‘Classic middleman’ sentenced to 15 years for role in crack cocaine ring

Posted Aug. 20, 2013, at 3:31 p.m.
Last modified Aug. 20, 2013, at 4:40 p.m.

BANGOR, Maine — A “classic middleman” was sentenced Tuesday in U.S. District Court to 15 years in federal prison for his role in a crack cocaine distribution ring that operated in 2011 out of a pair of Ohio Street apartments.

Ed Cogswell, 48, of Orono also was sentenced to five years of supervised release after his incarceration.

He had been held without bail since his conviction. Before the trial, he was free on $10,000 unsecured bail.

Cogswell and Manuel “Fish” Trinidad-Acosta, 29, of New York City were found guilty Jan. 31 by a jury on one count each of conspiracy to possess with the intent to distribute 28 grams or more of cocaine base.

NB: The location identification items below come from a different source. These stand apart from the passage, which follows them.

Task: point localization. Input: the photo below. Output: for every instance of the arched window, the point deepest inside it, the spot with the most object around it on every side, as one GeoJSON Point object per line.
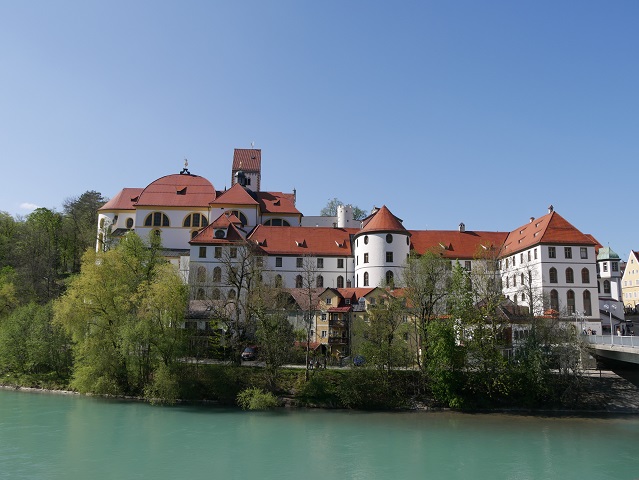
{"type": "Point", "coordinates": [389, 277]}
{"type": "Point", "coordinates": [195, 220]}
{"type": "Point", "coordinates": [554, 300]}
{"type": "Point", "coordinates": [277, 222]}
{"type": "Point", "coordinates": [201, 274]}
{"type": "Point", "coordinates": [570, 300]}
{"type": "Point", "coordinates": [156, 219]}
{"type": "Point", "coordinates": [587, 304]}
{"type": "Point", "coordinates": [241, 216]}
{"type": "Point", "coordinates": [570, 276]}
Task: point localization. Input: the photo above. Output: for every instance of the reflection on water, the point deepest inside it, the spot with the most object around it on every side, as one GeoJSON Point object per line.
{"type": "Point", "coordinates": [57, 436]}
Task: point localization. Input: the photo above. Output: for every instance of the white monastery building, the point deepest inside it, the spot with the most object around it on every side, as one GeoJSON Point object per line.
{"type": "Point", "coordinates": [546, 265]}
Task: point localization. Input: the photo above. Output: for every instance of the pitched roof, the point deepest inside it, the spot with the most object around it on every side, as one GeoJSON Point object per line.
{"type": "Point", "coordinates": [382, 221]}
{"type": "Point", "coordinates": [236, 195]}
{"type": "Point", "coordinates": [178, 190]}
{"type": "Point", "coordinates": [124, 200]}
{"type": "Point", "coordinates": [303, 240]}
{"type": "Point", "coordinates": [247, 159]}
{"type": "Point", "coordinates": [277, 203]}
{"type": "Point", "coordinates": [551, 228]}
{"type": "Point", "coordinates": [454, 244]}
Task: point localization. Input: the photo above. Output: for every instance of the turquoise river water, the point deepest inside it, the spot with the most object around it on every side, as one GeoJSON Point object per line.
{"type": "Point", "coordinates": [54, 436]}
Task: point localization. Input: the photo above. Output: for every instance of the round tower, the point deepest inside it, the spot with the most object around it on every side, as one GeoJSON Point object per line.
{"type": "Point", "coordinates": [381, 248]}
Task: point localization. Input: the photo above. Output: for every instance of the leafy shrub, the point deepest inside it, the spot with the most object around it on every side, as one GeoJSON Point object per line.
{"type": "Point", "coordinates": [254, 398]}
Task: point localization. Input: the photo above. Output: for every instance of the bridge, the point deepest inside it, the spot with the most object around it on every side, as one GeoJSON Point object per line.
{"type": "Point", "coordinates": [613, 347]}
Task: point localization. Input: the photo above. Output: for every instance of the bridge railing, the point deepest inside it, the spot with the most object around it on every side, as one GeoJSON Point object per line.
{"type": "Point", "coordinates": [623, 341]}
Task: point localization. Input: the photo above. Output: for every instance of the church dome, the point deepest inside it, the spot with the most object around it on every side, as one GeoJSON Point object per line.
{"type": "Point", "coordinates": [178, 190]}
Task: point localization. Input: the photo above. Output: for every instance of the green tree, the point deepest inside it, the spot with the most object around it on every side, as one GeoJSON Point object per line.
{"type": "Point", "coordinates": [31, 343]}
{"type": "Point", "coordinates": [122, 311]}
{"type": "Point", "coordinates": [79, 227]}
{"type": "Point", "coordinates": [37, 256]}
{"type": "Point", "coordinates": [384, 337]}
{"type": "Point", "coordinates": [330, 210]}
{"type": "Point", "coordinates": [426, 279]}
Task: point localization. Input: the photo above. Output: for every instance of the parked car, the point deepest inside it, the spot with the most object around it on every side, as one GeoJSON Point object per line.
{"type": "Point", "coordinates": [249, 353]}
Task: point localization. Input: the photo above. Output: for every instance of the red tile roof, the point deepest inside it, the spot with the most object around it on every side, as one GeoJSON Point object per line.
{"type": "Point", "coordinates": [178, 190]}
{"type": "Point", "coordinates": [455, 244]}
{"type": "Point", "coordinates": [236, 195]}
{"type": "Point", "coordinates": [551, 228]}
{"type": "Point", "coordinates": [247, 159]}
{"type": "Point", "coordinates": [277, 203]}
{"type": "Point", "coordinates": [124, 200]}
{"type": "Point", "coordinates": [303, 240]}
{"type": "Point", "coordinates": [382, 221]}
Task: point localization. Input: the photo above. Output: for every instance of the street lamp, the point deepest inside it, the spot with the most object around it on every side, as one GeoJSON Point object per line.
{"type": "Point", "coordinates": [607, 307]}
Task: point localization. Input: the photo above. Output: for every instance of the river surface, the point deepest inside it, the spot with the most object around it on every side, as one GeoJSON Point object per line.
{"type": "Point", "coordinates": [54, 436]}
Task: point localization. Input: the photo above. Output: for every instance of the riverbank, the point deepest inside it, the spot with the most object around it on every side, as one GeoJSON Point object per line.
{"type": "Point", "coordinates": [604, 393]}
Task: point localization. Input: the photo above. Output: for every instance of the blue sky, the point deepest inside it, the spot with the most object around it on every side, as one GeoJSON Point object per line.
{"type": "Point", "coordinates": [447, 112]}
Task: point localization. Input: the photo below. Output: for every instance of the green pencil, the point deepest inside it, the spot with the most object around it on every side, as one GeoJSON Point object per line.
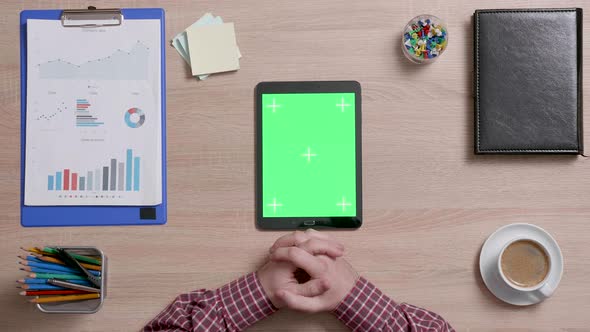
{"type": "Point", "coordinates": [76, 256]}
{"type": "Point", "coordinates": [56, 276]}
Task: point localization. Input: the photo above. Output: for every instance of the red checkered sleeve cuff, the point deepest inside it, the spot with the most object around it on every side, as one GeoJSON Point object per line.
{"type": "Point", "coordinates": [366, 308]}
{"type": "Point", "coordinates": [244, 302]}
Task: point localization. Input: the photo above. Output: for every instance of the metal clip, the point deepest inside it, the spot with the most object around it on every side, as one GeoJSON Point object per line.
{"type": "Point", "coordinates": [91, 17]}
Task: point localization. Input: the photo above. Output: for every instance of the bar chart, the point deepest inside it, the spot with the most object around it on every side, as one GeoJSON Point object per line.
{"type": "Point", "coordinates": [114, 175]}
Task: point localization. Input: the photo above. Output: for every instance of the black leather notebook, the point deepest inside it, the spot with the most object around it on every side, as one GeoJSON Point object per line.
{"type": "Point", "coordinates": [528, 81]}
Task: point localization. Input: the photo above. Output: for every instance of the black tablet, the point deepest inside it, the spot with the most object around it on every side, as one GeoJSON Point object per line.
{"type": "Point", "coordinates": [308, 155]}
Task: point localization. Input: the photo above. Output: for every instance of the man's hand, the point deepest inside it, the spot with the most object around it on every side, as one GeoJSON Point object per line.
{"type": "Point", "coordinates": [279, 276]}
{"type": "Point", "coordinates": [332, 277]}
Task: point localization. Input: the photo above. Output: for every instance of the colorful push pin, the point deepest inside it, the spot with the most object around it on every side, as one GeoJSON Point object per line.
{"type": "Point", "coordinates": [424, 38]}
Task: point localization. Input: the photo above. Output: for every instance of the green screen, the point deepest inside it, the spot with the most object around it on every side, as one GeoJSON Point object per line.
{"type": "Point", "coordinates": [308, 155]}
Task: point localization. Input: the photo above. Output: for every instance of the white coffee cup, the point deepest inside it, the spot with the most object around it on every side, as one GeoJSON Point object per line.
{"type": "Point", "coordinates": [543, 288]}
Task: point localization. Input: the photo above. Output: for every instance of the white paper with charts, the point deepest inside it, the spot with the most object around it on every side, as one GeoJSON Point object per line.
{"type": "Point", "coordinates": [93, 120]}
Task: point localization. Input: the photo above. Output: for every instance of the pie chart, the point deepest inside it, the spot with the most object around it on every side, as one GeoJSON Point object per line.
{"type": "Point", "coordinates": [134, 117]}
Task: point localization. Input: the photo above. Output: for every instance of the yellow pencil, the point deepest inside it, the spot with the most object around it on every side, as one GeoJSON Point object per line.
{"type": "Point", "coordinates": [57, 261]}
{"type": "Point", "coordinates": [77, 297]}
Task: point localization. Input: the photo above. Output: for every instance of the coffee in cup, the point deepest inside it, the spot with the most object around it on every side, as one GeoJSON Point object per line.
{"type": "Point", "coordinates": [525, 263]}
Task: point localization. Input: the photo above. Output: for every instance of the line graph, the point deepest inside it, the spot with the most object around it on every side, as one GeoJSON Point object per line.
{"type": "Point", "coordinates": [120, 65]}
{"type": "Point", "coordinates": [49, 116]}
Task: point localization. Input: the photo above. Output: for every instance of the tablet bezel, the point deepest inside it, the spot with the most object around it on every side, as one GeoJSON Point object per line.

Trinidad-Acosta also was found guilty of one count of possession of a firearm in furtherance of a drug crime.

Trinidad-Acosta was sentenced in June to 20 years in prison — 15 on the drug conspiracy conviction followed by a mandatory five years on the gun charge.

In sentencing Cogswell, Woodcock described his role in the conspiracy as “the classic middleman” who connected out-of-town drug dealers with local addicts.

Cogswell’s potential sentence was increased because he traded a gun for drugs and wrote a letter to a co-defendant threatening to kill a man who had testified against him after he completes his prison term. The man is not being named by the Bangor Daily News because he has not been charged with being part of the conspiracy.

Woodcock quoted the letter as saying: “‘My people are going to love hanging him up and setting him on fire. He’s not even going to get the mercy of a bullet.’”

Cogswell submitted an affidavit admitting that he wrote the letter but said he did not intend to carry out what was described in the letter.

“The court views this as a most serious threat,” Woodcock said. “The subtext here is that [the witness] is African American and Mr. Cogswell is white. To threaten to lynch and burn [the witness] is especially concerning in light of the country’s racial history.”

Assistant U.S. Attorney Donald Feith of Concord, N.H., who prosecuted the case recommended the sentence imposed even though under the federal sentencing guidelines, Cogswell’s recommended sentence was between nearly 22 years and more than 27 years in prison.

“It is the government’s understanding that Mr. Cogswell and Mr. Trinidad-Acosta had different jobs in the conspiracy, but their involvement in the conspiracy was similar in the length of time each was involved and their importance to the conspiracy.”

Both men were involved from the beginning, with Trinidad-Acosta working as a middleman between Dawlin “Boss Man” Cabrera, 30, of New York City, who ran the operation, and local users and dealers, including Cogswell, the prosecutor said.

Cogswell’s attorney, Hunter Tzovarras of Bangor, urged Woodcock to sentence his client to between five and seven years. Tzovarras said that despite the jury’s verdict, Cogswell maintained that he was a customer, not a dealer, and was not part of the larger conspiracy even though he was living at one of the Ohio Street apartments when it was raided on Nov. 2, 2011.

Tzovarras also said that while he was on bail, Cogswell was clean and sober.

Cabrera, who pleaded guilty to the drug conspiracy charge and cooperated with the prosecution, was sentenced in June to 10 years in federal prison.

He is serving his sentence at the Federal Correctional Institution in Elkton, Ohio, according to the U.S. Bureau of Prisons’ Inmate Locator website. Trinidad-Acosta is serving his sentence at the U.S. penitentiary in Canaan, Penn.

More than a dozen people were charged in federal court in connection with the operation. Most of the other defendants either have pleaded guilty or been convicted by juries in separate trials and were on the prosecution’s witness list.

The ring operated between Sept. 4, 2010, and Nov. 4, 2011, under the name the Beer Factory Corp., according to court documents. Callers would refer to crack cocaine and powder cocaine by using the code words, “Heineken” and “Coors Light” respectively, according to court documents.